Un petit tour à Belfort

20160303_162413Nous sommes le 2 mars 2016 et aujourd’hui je fête mes 32 ans. Ai est à Belfort, puisqu’elle y travaille depuis septembre. Moi, ce matin, je suis à Besançon. Mais nous avons décidé de manger ensemble au restaurant ce soir.

Comme ça fait un moment que je n’ai pas fait une sortie à vélo digne de ce nom (depuis que je suis monté chercher ma 403 en novembre), je décide de m’y rendre à vélo.Je commence par me rendre à mon garage.

Pas le garage dans la cour, rue de Belfort, d’où partaient tous mes précédents voyages et mes balades à vélo. Mais le garage où j’avais mis ma 403 à la fin de cette histoire.

Ma 403 n’y est plus (elle est chez mes parents), mais le garage abrite désormais un certain nombre de nos affaires.
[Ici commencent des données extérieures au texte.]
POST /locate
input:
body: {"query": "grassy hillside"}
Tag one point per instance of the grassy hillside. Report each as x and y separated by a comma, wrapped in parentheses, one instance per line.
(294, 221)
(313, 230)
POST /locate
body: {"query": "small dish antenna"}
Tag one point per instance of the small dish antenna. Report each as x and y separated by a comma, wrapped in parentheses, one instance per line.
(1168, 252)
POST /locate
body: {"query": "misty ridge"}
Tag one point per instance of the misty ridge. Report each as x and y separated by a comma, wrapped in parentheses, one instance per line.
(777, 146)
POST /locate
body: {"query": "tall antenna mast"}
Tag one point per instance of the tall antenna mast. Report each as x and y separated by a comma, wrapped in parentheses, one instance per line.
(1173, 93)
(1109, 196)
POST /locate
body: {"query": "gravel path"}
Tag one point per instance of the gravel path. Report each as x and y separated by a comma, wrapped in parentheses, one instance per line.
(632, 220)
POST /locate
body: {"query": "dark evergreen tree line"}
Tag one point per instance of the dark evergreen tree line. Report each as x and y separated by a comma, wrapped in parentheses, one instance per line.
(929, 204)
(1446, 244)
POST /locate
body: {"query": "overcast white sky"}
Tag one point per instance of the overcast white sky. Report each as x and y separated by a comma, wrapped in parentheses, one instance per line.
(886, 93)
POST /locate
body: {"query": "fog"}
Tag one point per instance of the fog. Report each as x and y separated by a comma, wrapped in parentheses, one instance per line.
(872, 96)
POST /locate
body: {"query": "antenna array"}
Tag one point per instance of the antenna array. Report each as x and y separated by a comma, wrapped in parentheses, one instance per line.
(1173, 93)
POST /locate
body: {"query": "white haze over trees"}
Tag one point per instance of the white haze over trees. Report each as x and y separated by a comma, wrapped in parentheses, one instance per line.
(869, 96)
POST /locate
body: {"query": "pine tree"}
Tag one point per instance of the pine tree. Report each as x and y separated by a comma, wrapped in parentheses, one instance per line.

En effet, nous avons quitté notre appartement rue de Belfort, pour nous installer dans une maison sur les hauteurs, à l’est de la ville, avec des colocataires sympathiques.

Je descends jusqu’au garage sur un vélo électrique sans batterie que j’ai racheté à un copain pour pas cher, dans le but de le remettre en état. Ce vélo traîne sur la terrasse de la maison depuis son achat, et c’est l’occasion de le ranger.

J’arrive au garage, qui est bien plein. Jugez plutôt.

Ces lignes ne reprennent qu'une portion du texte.